官方目前建議使用的負載均衡包括以下幾種:
- random(隨機演算法)
- localPref(本地優先演算法)
- roundRobin(輪詢演算法)
- consistentHash(一致性hash演算法)
所以我們接下來分析以下以上四種負載均衡的原始碼是怎樣的。
隨機演算法
我們先看一下SOFARPC的原始碼實現:
@Override
public ProviderInfo doSelect(SofaRequest invocation, List<ProviderInfo> providerInfos) {
ProviderInfo providerInfo = null;
int size = providerInfos.size(); // 總個數
int totalWeight = 0; // 總權重
boolean isWeightSame = true; // 權重是否都一樣
for (int i = 0; i < size; i++) {
int weight = getWeight(providerInfos.get(i));
totalWeight += weight; // 累計總權重
if (isWeightSame && i > 0 && weight != getWeight(providerInfos.get(i - 1))) {
isWeightSame = false; // 計算所有權重是否一樣
}
}
if (totalWeight > 0 && !isWeightSame) {
// 如果權重不相同且權重大於0則按總權重數隨機
int offset = random.nextInt(totalWeight);
// 並確定隨機值落在哪個片斷上
for (int i = 0; i < size; i++) {
offset -= getWeight(providerInfos.get(i));
if (offset < 0) {
providerInfo = providerInfos.get(i);
break;
}
}
} else {
// 如果權重相同或權重為0則均等隨機
providerInfo = providerInfos.get(random.nextInt(size));
}
return providerInfo;
}上面主要做了幾件事:
- 獲取所有的provider
- 遍歷provier,如果當前的provider的權重和上一個provider的權重不一樣,那麼就做個標記
- 如果權重不相同那麼就隨機取一個0到總權重之間的值,遍歷provider去減隨機數,如果減到小於0,那麼就返回那個provider
- 如果沒有權重相同,那麼用隨機函式取一個provider
我們再來看看dubbo是怎麼實現的:
@Override
protected <T> Invoker<T> doSelect(List<Invoker<T>> invokers, URL url, Invocation invocation) {
int length = invokers.size(); // Number of invokers
boolean sameWeight = true; // Every invoker has the same weight?
int firstWeight = getWeight(invokers.get(0), invocation);
int totalWeight = firstWeight; // The sum of weights
for (int i = 1; i < length; i++) {
int weight = getWeight(invokers.get(i), invocation);
totalWeight += weight; // Sum
if (sameWeight && weight != firstWeight) {
sameWeight = false;
}
}
if (totalWeight > 0 && !sameWeight) {
// If (not every invoker has the same weight & at least one invoker's weight>0), select randomly based on totalWeight.
int offset = ThreadLocalRandom.current().nextInt(totalWeight);
// Return a invoker based on the random value.
for (int i = 0; i < length; i++) {
offset -= getWeight(invokers.get(i), invocation);
if (offset < 0) {
return invokers.get(i);
}
}
}
// If all invokers have the same weight value or totalWeight=0, return evenly.
return invokers.get(ThreadLocalRandom.current().nextInt(length));
}- 獲取invoker的數量
- 獲取第一個invoker的權重,並複製給firstWeight
- 迴圈invoker集合,把它們的權重全部相加,並複製給totalWeight,如果權重不相等,那麼sameWeight為false
- 如果invoker集合的權重並不是全部相等的,那麼獲取一個隨機數在1到totalWeight之間,賦值給offset屬性
- 迴圈遍歷invoker集合,獲取權重並與offset相減,當offset減到小於零,那麼就返回這個inovker
- 如果權重相等,那麼直接在invoker集合裡面取一個隨機數返回
從上面我們可以看到,基本上SOFARPC和dubbo的負載均衡實現是一致的。
本地優先演算法
在負載均衡時使用保持本機優先。

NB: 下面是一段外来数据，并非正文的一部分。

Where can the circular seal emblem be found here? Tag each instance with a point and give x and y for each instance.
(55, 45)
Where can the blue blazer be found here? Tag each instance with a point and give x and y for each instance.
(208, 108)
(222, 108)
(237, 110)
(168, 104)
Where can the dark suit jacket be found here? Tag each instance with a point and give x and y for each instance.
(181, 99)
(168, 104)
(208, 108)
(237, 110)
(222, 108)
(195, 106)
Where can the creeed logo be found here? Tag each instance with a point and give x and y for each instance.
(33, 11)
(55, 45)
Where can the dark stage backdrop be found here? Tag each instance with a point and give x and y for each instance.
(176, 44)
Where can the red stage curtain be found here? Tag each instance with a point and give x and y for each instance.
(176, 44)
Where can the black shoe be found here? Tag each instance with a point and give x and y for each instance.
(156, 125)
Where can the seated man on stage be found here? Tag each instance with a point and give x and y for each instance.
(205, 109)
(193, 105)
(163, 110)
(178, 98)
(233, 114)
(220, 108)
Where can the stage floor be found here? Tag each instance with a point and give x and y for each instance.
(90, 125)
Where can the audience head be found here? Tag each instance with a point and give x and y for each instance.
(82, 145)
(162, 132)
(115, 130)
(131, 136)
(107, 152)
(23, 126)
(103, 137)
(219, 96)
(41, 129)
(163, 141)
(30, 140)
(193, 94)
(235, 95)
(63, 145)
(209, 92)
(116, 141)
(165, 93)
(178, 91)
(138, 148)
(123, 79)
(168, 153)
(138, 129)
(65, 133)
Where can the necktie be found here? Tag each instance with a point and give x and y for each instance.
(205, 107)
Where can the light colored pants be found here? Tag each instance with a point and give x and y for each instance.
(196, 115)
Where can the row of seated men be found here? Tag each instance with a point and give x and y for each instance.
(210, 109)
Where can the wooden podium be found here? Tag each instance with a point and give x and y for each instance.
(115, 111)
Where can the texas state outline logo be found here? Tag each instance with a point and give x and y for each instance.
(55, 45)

這個相信大家也比較好理解。在所有的可選地址中,找到本機發布的地址,然後進行呼叫。
@Override
public ProviderInfo doSelect(SofaRequest invocation, List<ProviderInfo> providerInfos) {
String localhost = SystemInfo.getLocalHost();
if (StringUtils.isEmpty(localhost)) {
return super.doSelect(invocation, providerInfos);
}
List<ProviderInfo> localProviderInfo = new ArrayList<ProviderInfo>();
for (ProviderInfo providerInfo : providerInfos) { // 解析IP,看是否和本地一致
if (localhost.equals(providerInfo.getHost())) {
localProviderInfo.add(providerInfo);
}
}
if (CommonUtils.isNotEmpty(localProviderInfo)) { // 命中本機的服務端
return super.doSelect(invocation, localProviderInfo);
} else { // 沒有命中本機上的服務端
return super.doSelect(invocation, providerInfos);
}
}- 檢視本機的host,如果為空,那麼直接呼叫父類隨機演算法
- 遍歷所有的provider,如果服務提供方的host和服務呼叫方的host一致,那麼儲存到集合裡
- 如果存在服務提供方的host和服務呼叫方的host一致,那麼就在這些集合中選取
- 如果不一致,那麼就在所有provider中選取
輪詢演算法
我們首先來看看SOFARPC的輪訓是怎麼實現的:
private final ConcurrentMap<String, PositiveAtomicCounter> sequences = new ConcurrentHashMap<String, PositiveAtomicCounter>();
@Override
public ProviderInfo doSelect(SofaRequest request, List<ProviderInfo> providerInfos) {
String key = getServiceKey(request); // 每個方法級自己輪詢,互不影響
int length = providerInfos.size(); // 總個數
PositiveAtomicCounter sequence = sequences.get(key);
if (sequence == null) {
sequences.putIfAbsent(key, new PositiveAtomicCounter());
sequence = sequences.get(key);
}
return providerInfos.get(sequence.getAndIncrement() % length);
}
private String getServiceKey(SofaRequest request) {
StringBuilder builder = new StringBuilder();
builder.append(request.getTargetAppName()).append("#")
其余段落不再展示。